My husband moved into our empty house a couple weeks ahead of the rest of us. In that time he ripped out all the carpet and tile, and took down the wall that was our fire place. While it felt like a great idea to get stuff done while he had an empty house to work in, it created two projects that were not on the top of the to do list. Had we planned ahead, we would have known that we needed to paint before we installed new floors. Refinishing the fireplace was a low priority on a long list of to-dos and wouldn’t get done for a long time after. Thus ugly, unfinished wall
2. Tackle One Project at a Time
This goes along with planning ahead. My husband and I have this ongoing joke about changing a light bulb. The joke is in reference to the popular T.V. show Malcolm In The Middle. It seemed like every time we started a new project, we would have to start a second or even third project before we could get the first project done! For instance, before we could tile the bathroom floor, we needed to install a new tub. After we installed the tub, we needed to tile the shower. Soon one project would turn into three projects and then things would start to get a little overwhelming.
Don’t let those Pinterest posts fool you. I fell for them, too. While it may seem really awesome that you can shiplap a whole wall for under $50, many of those posts either: a. don’t use the right supplies and lack quality, or, b. its some amazing killer deal! Remodeling the right way will cost money and while you may be able to save on some things, for others, it’s not worth the cut in costs. Do your research and overestimate when it comes to planning a project. Believe me when I say, every project we did cost more than we first thought.
Another thing! Consider the cost of tools. Unless you know someone who has all the tools you can borrow, then you are going to have to add those costs either buying or renting. Most rented tools require a deposit and then charge you by the day or hour. You get the refund when you return the tool. When we did the math, we were close to the cost of purchasing the tool outright. So we chose to purchase instead of renting
Before taking on any big projects that require changing the structure of your home or even removing drywall, call your city’s planning and permit office. The last thing you want to do is spend a bunch of money on a project only to find out it’s not up to code and have to redo it. We were able to learn a lot from just a phone call. It helped us to decide what projects we could tackle on our own, and what projects needed a contractor.

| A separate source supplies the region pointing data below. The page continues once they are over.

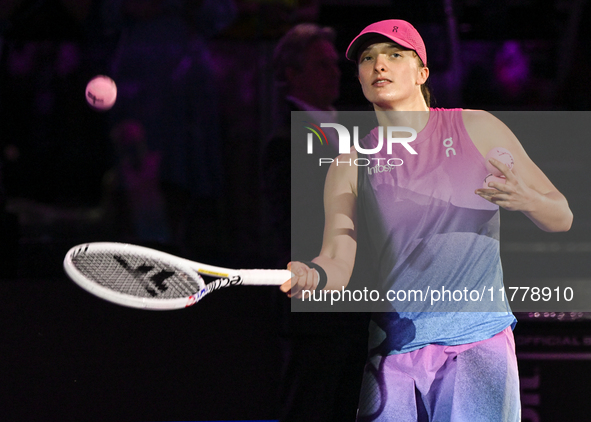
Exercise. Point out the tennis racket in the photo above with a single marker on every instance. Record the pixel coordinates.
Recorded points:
(145, 278)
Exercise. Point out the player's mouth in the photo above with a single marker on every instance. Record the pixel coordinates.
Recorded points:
(381, 82)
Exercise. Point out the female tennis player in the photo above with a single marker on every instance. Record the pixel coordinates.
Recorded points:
(436, 227)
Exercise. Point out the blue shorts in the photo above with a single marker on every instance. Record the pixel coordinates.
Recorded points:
(470, 382)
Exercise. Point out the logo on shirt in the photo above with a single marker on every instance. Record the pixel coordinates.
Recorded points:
(448, 143)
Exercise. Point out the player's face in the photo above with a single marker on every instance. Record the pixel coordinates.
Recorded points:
(391, 77)
(319, 77)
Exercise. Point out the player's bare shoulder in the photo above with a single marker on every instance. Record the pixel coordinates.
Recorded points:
(487, 131)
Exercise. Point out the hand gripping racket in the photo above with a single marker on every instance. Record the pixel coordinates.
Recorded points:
(145, 278)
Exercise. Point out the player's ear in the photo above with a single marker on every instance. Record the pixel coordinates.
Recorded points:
(423, 75)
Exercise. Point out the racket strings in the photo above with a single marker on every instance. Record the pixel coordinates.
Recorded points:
(137, 275)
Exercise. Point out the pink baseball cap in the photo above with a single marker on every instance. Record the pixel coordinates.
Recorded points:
(397, 30)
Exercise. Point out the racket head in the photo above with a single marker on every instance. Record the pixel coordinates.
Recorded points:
(134, 276)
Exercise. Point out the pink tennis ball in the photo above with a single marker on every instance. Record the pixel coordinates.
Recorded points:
(501, 154)
(101, 93)
(492, 178)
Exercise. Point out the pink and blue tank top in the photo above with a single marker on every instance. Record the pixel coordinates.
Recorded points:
(427, 230)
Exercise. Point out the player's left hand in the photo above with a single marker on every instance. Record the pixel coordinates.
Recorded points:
(513, 195)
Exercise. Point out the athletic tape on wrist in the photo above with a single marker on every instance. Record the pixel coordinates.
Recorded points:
(321, 273)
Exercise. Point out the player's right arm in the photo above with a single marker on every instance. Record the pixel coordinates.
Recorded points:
(339, 244)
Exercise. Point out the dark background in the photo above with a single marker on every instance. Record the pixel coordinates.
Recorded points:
(69, 356)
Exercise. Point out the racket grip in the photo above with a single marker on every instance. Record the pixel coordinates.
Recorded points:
(265, 277)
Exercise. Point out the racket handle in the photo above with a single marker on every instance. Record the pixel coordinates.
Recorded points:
(265, 277)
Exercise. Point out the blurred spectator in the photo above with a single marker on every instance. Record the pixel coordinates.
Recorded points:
(324, 353)
(165, 81)
(135, 205)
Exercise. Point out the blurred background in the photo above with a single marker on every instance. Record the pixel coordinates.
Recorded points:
(175, 164)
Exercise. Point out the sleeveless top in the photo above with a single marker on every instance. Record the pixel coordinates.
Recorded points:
(426, 230)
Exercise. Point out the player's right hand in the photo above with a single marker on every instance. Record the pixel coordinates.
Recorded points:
(303, 278)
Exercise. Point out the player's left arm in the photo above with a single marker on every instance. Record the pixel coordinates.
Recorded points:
(527, 188)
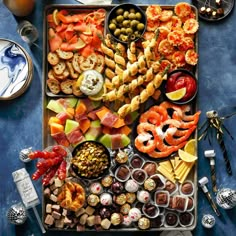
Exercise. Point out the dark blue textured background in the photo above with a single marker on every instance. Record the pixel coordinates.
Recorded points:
(21, 119)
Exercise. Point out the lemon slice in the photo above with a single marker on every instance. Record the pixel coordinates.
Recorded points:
(187, 157)
(54, 17)
(99, 95)
(190, 147)
(177, 94)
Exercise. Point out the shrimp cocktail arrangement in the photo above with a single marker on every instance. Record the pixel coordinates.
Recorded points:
(120, 88)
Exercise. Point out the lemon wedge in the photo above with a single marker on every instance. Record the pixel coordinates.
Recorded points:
(187, 157)
(99, 95)
(190, 147)
(177, 94)
(55, 18)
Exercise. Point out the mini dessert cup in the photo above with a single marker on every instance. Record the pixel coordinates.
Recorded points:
(150, 210)
(150, 167)
(187, 188)
(122, 173)
(190, 205)
(160, 181)
(171, 219)
(143, 196)
(186, 219)
(136, 161)
(171, 187)
(179, 203)
(162, 198)
(139, 175)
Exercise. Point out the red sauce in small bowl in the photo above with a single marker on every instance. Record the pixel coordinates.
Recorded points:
(182, 79)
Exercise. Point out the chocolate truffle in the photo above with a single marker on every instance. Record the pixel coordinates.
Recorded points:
(179, 203)
(171, 219)
(149, 184)
(150, 209)
(185, 218)
(107, 181)
(130, 197)
(150, 168)
(143, 196)
(170, 187)
(121, 157)
(162, 198)
(139, 176)
(93, 200)
(159, 182)
(105, 213)
(144, 223)
(187, 188)
(125, 209)
(131, 186)
(116, 219)
(136, 162)
(120, 199)
(122, 173)
(117, 187)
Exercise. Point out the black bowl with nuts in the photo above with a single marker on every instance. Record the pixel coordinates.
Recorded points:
(126, 22)
(90, 160)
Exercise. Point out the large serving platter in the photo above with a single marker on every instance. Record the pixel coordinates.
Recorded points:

5.Create a Construction Free Space
This can be an area that you tackle in the beginning and finish completely first, or, something that you don’t touch until the end. Put it on your priority list. Make it a place for relaxing and unwinding. Remodeling is a lot of stress and sometimes you just need to take a break from the dirt and fuss. It’s not fun when you take a moment for yourself to relax only to have a half-painted wall staring at you reminding you of all the stuff you have left to accomplish. We got to a point where every room in our house had something that needed to be fixed, painted or organized. It became so hectic that I found myself constantly thinking about the long list of to-dos. I had nowhere to go to get away from it all. This month we finally got our room completely painted and all the baseboards done. I could kick myself for not making it a priority (see no. 1) to have a completed space. It’s nice to have a relaxing area that feels like a home, and not a construction zone.